The Affordable Care Act overcame the Tea Party protests of 2009 and the Democrats losing their filibuster-proof Senate majority in 2010. It survived two challenges in front of the Supreme Court and the calamitous rollout of healthcare.gov.
Now it has withstood the attempt to replace it with the American Health Care Act, also known as Trumpcare.
Somehow, despite the intense political forces arrayed against it, and the mind-boggling policy problems it tries to solve, the 2010 health care law keeps defying efforts to wipe it out. That says something about the people who wrote it ― and what they have achieved.
Obamacare has never been hugely popular, and it has never worked as well as its architects hoped. Millions of Americans don’t like it and, even now, there are parts of the country where the markets are struggling to survive.
But the program has provided security and access to care for millions of others. More importantly, it has shifted the expectations of what government should do ― and of what a decent society looks like.
The defeat of the Republican repeal effort shows just how hard it is to undo those changes. And it won’t get any easier.
Trump and the Republicans in Congress had spent all of 63 days trying to pass their Obamacare repeal ― less than three weeks of which were spent actually debating the text of the AHCA.
By contrast, it took former President Barack Obama, former House Speaker Nancy Pelosi and former Senate Majority Leader Harry Reid more than a year to pass Obamacare ― a politically tortuous period that many people later blamed for Democrats losing their House majority in 2010.

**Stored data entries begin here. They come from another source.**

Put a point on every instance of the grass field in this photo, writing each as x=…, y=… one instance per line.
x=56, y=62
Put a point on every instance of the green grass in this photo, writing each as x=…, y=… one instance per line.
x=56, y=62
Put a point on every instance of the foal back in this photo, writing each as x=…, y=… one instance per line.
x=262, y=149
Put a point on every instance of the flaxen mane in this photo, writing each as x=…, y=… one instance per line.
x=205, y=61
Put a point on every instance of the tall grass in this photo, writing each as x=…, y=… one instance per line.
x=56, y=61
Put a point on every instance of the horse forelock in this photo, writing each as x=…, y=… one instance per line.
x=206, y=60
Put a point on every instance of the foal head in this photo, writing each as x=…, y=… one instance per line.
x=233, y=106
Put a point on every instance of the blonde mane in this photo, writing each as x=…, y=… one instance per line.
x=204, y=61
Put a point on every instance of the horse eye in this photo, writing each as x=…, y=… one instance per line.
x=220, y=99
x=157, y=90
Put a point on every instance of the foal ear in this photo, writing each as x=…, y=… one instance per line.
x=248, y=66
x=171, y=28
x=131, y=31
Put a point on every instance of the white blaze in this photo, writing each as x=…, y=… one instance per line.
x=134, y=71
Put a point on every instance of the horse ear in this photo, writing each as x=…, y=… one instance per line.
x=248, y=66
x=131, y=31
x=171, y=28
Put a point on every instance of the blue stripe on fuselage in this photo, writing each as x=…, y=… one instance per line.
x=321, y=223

At the time, every apparent error loomed large ― from taking on health care at all, to letting the process drag out for more than a year to cutting unpleasant deals with health care’s special interests.
Like the Republicans this year, Democrats found consensus difficult to achieve ― among the outside groups, and within their own ranks as well. Liberals wanted a more generous program, and a public option. Moderates wanted to avoid too much government spending and too much meddling with the way independent businesses operate.
But unlike the Republicans, the Democrats’ reaction was to work with the different groups and slowly bring them along ― most vividly, by negotiating with a handful of moderate Republicans, in the hopes that one or two (or maybe more) would sign onto the plan. It never happened, but the effort to woo those members helped secure moderate Democrats who needed to tell their constituents that, yes, they had tried to be bipartisan.
One reason Democratic leaders were able to preserve legislative momentum was that they understood, at all times, where they were trying to go ― and they were fluent enough in the policy to handle direct negotiations on their own. One of the enduring images of Obama during the Affordable Care Act fight was his visit to a Republican Party policy retreat in Baltimore, where he fielded questions and parried criticisms from the assembled members for roughly 90 minutes.
Trump, by contrast, seemed to lack anything beyond a superficial understanding of the bill, to the point where allies worried about letting him negotiate details. “Either doesn’t know, doesn’t care or both,” a Capitol Hill aide said about the president.